Eh it's kind of relevant. I worked at a high end tobacco sales company and we were limited to a few payment providers due to selling tobacco online. This amounted to using a very second tier provider. Also PayPal would flag anything with the words Cuba in it. So many cigars use the word Cuba, and we didn't sell those. Annoying at best, but at worse we had more frequent downtimes because our payment gateway wasn't close to reliable.
That requires orders of magnitude more capital/work than what got the app to where it is. At that scale whatever this app already has built is irrelevant.
Not to say this app isn’t valuable, because it is, but that you don’t just build your own payment processor.
Very inspiring Ryan!! Impressive to capitalize on the customer need. This gives the financial freedom and time to pursue other interests. Best wishes!!
Does this have a market outside of the US, without chip&pin card readers? You are taught in the UK never to take face to face payments without chip & pin or chargebacks are indefensible.
So if the person in front of your stall has a stolen card, and you are about to sell them some goods. Let us say you are selling them a tv.
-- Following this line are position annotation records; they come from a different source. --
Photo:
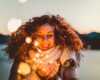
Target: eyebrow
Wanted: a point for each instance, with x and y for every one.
(48, 32)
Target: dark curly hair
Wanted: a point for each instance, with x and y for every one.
(64, 35)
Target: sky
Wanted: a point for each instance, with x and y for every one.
(83, 15)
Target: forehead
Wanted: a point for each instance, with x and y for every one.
(45, 28)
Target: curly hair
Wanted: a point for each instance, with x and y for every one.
(65, 35)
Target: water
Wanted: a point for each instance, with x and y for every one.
(89, 68)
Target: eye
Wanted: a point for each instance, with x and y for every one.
(50, 35)
(39, 36)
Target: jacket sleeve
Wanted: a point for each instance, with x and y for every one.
(14, 71)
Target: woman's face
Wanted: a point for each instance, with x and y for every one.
(45, 37)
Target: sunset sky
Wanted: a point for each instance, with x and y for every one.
(83, 15)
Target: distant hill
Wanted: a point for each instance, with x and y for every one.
(4, 38)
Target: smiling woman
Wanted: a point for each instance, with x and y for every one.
(48, 47)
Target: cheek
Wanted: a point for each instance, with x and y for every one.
(52, 41)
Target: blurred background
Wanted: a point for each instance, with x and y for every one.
(83, 15)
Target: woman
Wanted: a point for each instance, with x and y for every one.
(45, 48)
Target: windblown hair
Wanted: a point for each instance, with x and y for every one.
(64, 35)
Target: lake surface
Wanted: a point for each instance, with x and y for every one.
(89, 68)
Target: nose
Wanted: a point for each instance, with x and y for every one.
(45, 39)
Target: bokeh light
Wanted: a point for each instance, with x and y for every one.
(14, 24)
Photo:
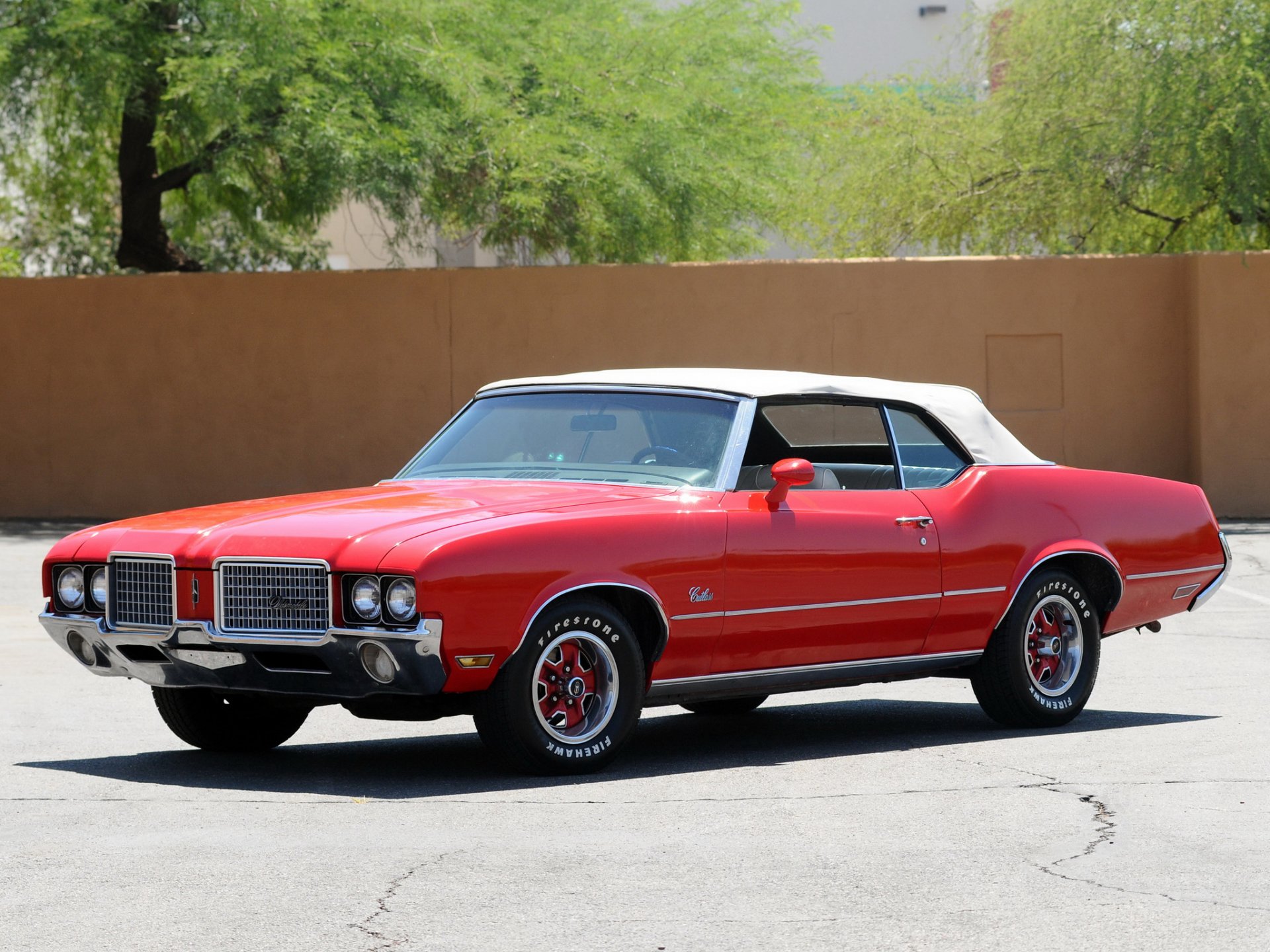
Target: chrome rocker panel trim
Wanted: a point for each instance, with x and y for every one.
(1210, 589)
(193, 654)
(775, 681)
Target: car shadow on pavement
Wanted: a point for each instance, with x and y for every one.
(456, 764)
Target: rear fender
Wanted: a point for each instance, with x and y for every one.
(1089, 561)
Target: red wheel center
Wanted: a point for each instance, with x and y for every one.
(1044, 644)
(567, 684)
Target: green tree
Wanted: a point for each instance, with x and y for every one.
(1113, 126)
(175, 136)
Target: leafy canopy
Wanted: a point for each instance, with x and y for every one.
(1113, 126)
(607, 130)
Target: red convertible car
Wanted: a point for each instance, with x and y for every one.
(571, 550)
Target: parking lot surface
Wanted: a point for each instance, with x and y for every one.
(882, 816)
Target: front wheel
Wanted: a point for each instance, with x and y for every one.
(228, 723)
(571, 696)
(1040, 664)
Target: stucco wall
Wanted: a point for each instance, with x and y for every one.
(135, 394)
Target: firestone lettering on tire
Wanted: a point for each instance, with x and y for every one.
(585, 622)
(1072, 592)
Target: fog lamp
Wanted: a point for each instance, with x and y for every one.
(83, 651)
(378, 662)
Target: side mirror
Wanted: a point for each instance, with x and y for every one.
(789, 473)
They play with their stolen card, take the tv, the card owner sees a transaction they don't know and complain to their bank, you get a chargeback. You just lost a tv. In the UK this is rare, due to chip & pin. It is very easy to defend a chargeback when the customer entered a pin into your terminal.
If someone wants a tv delivered to their house you do a 'customer not present' transaction, which can use their house number and area code to authenticate that the card is registered at the address you are delivering to. Now if they raise a chargeback you can defend it by showing a delivery note etc. If you use a 'not present' to do a face to face sale surely you have just defeated the security model entirely?
Chip & pin is not a requirement in the US, but I agree with you that using it does alleviate risk. This is why Stripe offers a fee discount to 2.7%+5c when using their card reader vs. 2.9%+30c. These are common fee structures for other gateways like Square.
The app runs all transactions through the Connect accounts Radar fraud filters, and the user can opt to force several levels of validation on the card (CVV, zip/postal, name, address).
These types of transactions happen all the time, regardless of if they're more secure or not.
I always had an interest in design, designing a lot of websites before and during college. My first job out of college was a Java Support Dev, for a health care company, which was soul-sucking. Troubleshooting production bugs and fixing them was not something I wanted to do.
I volunteered to build the interface of a product we were working on and never looked back.
Didn’t. First integrated with Magtek (insanely painful). Then I wished that another company would make it simpler. Along cane Stripe’s Terminal and here we are.